Central and East European
Society for Phenomenology

Conference | Paper

Constitutivism and Phenomenology. On Sociality as a Ground for Moral Necessitation

Sigurd Nøstberg Hovd

Thursday 2 December 2021

11:30 - 12:10

Zoom 1-2

Constitutivism is a metaethical view claiming that we are subject to moral norms in virtue of the particular kind of beings we are. Within contemporary analytical ethics, both Aristotelian virtue ethical approaches of Anscombe, LeBar, and Millgram, as well as the Kantian approach to ethics espoused by Korsgaard are considered constitutive theories. Both approaches argue that, respectively, virtue or the categorical imperative are prescriptive of what it means to be the particular kind of rational agent that we are.
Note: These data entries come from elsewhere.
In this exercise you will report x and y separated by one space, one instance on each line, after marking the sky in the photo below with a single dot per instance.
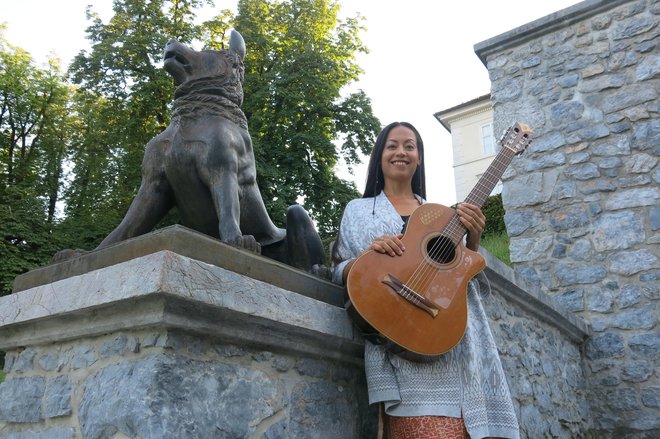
421 57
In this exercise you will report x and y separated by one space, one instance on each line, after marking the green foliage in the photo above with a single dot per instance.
498 245
34 140
495 238
494 211
123 101
78 148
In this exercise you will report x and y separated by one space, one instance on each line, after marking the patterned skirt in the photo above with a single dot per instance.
424 427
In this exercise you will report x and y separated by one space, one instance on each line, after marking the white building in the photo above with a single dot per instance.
473 143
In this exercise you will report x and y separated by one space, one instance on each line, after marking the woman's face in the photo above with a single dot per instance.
400 156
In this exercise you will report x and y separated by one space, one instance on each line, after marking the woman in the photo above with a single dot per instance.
462 394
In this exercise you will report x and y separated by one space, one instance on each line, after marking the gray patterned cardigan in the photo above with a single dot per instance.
466 382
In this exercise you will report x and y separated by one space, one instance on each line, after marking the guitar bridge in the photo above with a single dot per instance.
410 295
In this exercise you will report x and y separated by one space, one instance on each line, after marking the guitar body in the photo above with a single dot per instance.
418 301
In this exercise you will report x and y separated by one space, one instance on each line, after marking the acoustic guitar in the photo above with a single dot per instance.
417 302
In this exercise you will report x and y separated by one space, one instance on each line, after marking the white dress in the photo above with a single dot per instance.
466 382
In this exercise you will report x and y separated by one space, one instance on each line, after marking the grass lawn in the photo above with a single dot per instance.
498 245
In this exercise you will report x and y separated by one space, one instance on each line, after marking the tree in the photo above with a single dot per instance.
124 100
34 133
300 59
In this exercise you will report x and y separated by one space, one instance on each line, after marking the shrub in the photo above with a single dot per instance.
494 211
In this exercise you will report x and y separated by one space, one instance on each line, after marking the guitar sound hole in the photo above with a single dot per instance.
441 250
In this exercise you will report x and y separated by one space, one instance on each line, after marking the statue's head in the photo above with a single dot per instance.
185 64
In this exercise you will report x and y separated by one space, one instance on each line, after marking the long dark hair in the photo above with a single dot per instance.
376 181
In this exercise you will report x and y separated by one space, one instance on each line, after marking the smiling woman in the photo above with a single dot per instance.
458 392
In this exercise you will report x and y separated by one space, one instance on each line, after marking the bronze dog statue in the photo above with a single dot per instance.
203 164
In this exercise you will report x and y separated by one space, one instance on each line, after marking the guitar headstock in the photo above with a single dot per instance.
517 138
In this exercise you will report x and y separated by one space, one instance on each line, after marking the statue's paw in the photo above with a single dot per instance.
322 271
68 253
246 242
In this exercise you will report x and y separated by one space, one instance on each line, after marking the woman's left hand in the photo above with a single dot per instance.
474 221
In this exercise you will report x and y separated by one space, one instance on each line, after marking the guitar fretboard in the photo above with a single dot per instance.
512 142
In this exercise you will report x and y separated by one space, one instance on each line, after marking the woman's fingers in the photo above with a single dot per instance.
392 245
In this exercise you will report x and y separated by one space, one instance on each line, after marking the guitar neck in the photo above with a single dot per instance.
489 179
455 230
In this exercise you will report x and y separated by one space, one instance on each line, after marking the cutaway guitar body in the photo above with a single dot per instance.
418 300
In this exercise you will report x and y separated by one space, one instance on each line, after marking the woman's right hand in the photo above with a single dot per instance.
390 244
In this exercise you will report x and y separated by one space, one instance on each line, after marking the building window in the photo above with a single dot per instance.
487 139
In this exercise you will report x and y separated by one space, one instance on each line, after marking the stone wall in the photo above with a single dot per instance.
152 338
583 201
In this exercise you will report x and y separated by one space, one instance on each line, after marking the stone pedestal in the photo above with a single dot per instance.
153 338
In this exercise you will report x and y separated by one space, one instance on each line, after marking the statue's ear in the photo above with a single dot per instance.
237 44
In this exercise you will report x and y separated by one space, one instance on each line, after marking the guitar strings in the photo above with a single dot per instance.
424 273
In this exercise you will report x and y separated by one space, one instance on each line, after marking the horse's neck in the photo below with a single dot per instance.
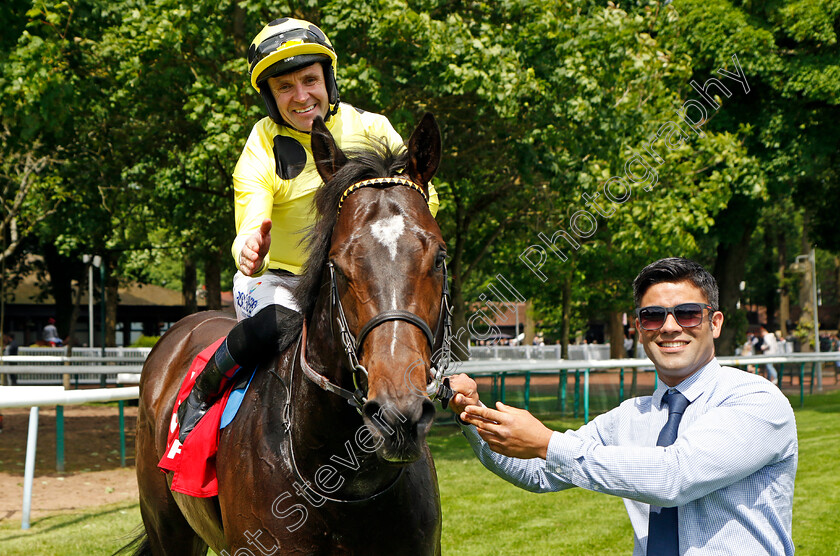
327 431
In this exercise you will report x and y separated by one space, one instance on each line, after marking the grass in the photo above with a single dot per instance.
484 515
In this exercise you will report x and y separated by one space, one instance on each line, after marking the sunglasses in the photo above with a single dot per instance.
687 315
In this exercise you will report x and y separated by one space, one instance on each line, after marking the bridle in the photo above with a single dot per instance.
439 341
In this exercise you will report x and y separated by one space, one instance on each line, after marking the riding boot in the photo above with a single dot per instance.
210 383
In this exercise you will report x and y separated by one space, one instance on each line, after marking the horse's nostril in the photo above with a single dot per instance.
427 415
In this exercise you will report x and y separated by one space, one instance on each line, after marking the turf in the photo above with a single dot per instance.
484 515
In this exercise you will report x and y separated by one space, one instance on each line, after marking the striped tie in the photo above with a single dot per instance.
663 532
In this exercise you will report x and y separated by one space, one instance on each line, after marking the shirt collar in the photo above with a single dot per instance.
692 387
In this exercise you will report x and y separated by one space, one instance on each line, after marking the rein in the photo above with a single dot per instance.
440 340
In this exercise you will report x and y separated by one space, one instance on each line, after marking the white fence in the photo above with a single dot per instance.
35 366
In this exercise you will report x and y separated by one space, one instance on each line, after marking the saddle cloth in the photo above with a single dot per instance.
193 463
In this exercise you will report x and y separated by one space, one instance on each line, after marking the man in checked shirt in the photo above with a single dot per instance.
728 474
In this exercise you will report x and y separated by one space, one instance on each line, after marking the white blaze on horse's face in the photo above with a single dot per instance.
388 231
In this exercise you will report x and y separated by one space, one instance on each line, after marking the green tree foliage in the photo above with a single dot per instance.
133 115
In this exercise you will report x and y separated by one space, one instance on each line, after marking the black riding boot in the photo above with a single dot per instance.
209 384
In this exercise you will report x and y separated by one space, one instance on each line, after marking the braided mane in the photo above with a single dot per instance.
378 161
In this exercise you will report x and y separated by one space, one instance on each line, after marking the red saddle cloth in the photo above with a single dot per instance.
193 463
These norms are intersubjectively valid for all human beings, and we are always already implicitly committed to them by being the kind of beings we are. Despite clear differences in the moral psychology underpinning these approaches, they notably share a common assumption: that if moral norms are constitutive, they are so in virtue of our rational agency. In this article, I challenge this assumption. Leaning on the distinction between reflexive and pre-reflexive self-awareness, so fundamental to the phenomenological tradition as a whole, as well as the analyses of personalistic reflective selfhood, of Husserl, Stein, Sartre, and Merleau-Ponty, I argue that an alternative constitutive account of moral norms can be developed; an account that grounds the necessitation of these norms in our reflexive self-conception rather than our volitional acts. The constitutive role played by acts of mutual empathy in founding such a reflexive self-conception entails that, according to this account, we should see our ability to be motivated by moral norms as far more closely connected to our social nature, than to our capacity for practical reasoning.